The Association Between Polymorphisms in the MDR1
The article by Wang et al (2013) published in the cancer cell international journal is a systematic review of the association of multidrug resistance (MDR) 1 gene polymorphisms and the risk of cancer. The researchers conduct a pooled analysis of 52 case-control studies. In addition, the researchers justify the study by citing the presence of conflicting information on MDR 1 gene polymorphism and cancer risk. MDR 1 gene encodes P-glycoprotein, a membrane transporter protein that is hypothesized to play a crucial role in the elimination of carcinogens. Therefore mutation may trigger human malignancies.

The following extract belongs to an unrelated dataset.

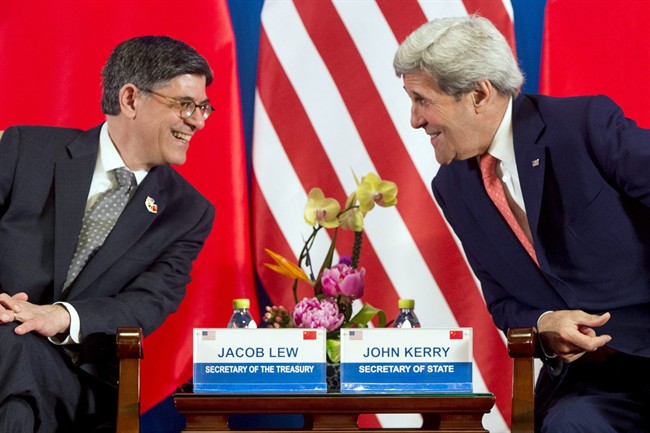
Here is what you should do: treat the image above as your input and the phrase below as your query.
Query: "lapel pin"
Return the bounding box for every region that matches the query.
[144,196,158,213]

An extensive review of relevant existing literature was conducted on various scientific databases that have ample information on this subject. The scope of the study was limited to human studies and this was crucial as there is a lot of information on animal studies. In order to draw a more definite conclusion, the researchers needed to review information on human studies. Each article was evaluated using a set inclusion criteria before acceptance and this further refined the study. However, the researchers should have made effort to access the full text of each relevant article as opposed to solely concentrating on articles that are freely accessible.

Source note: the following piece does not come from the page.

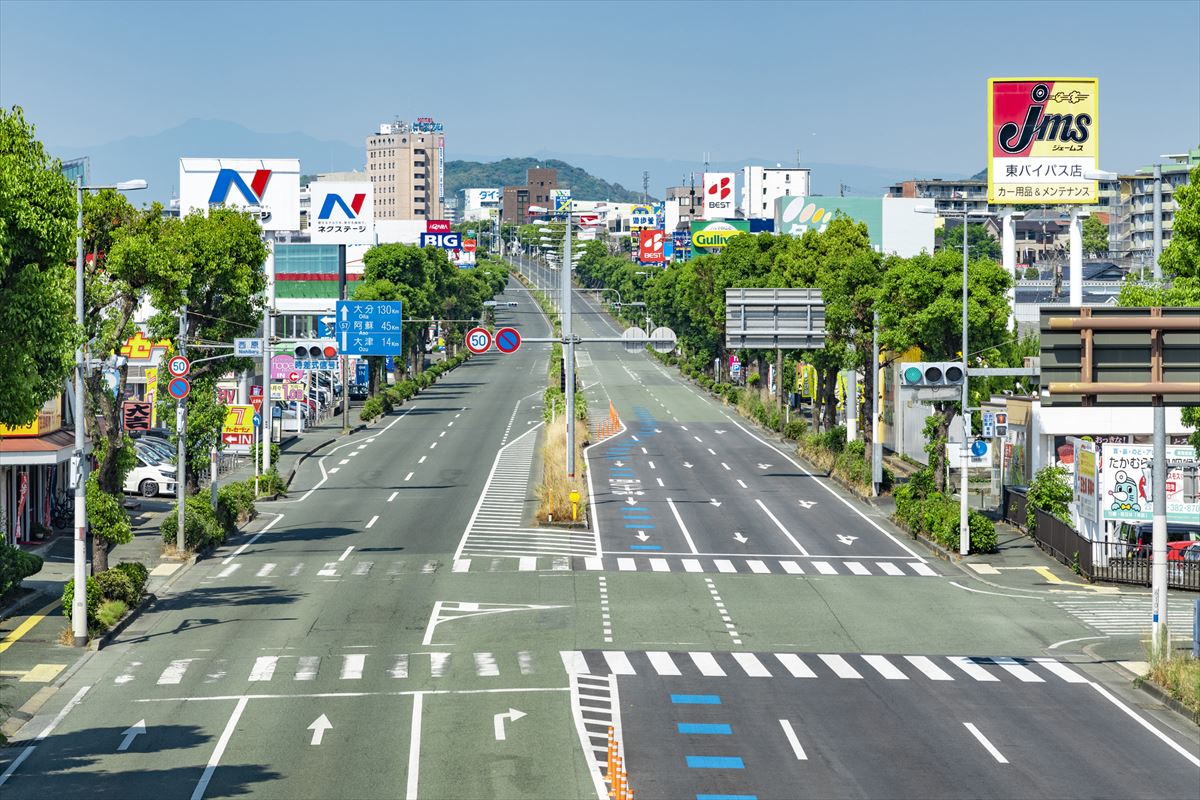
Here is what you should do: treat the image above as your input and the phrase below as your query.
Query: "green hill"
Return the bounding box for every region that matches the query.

The strength of association between MDR1 polymorphisms and cancer risk was measured by ORs with 95% CIs. MDR1 3435C T and 2677G T/A polymorphisms were linked to cancer risk when all studies were pooled together. Overall, the researchers noted that multiple factors including signaling pathways and gene alterations such as polymorphism may cause cancer. In addition, same polymorphisms may act distinct roles in each cancer type, for different genetic backgrounds may contribute to the cancer discrepancy.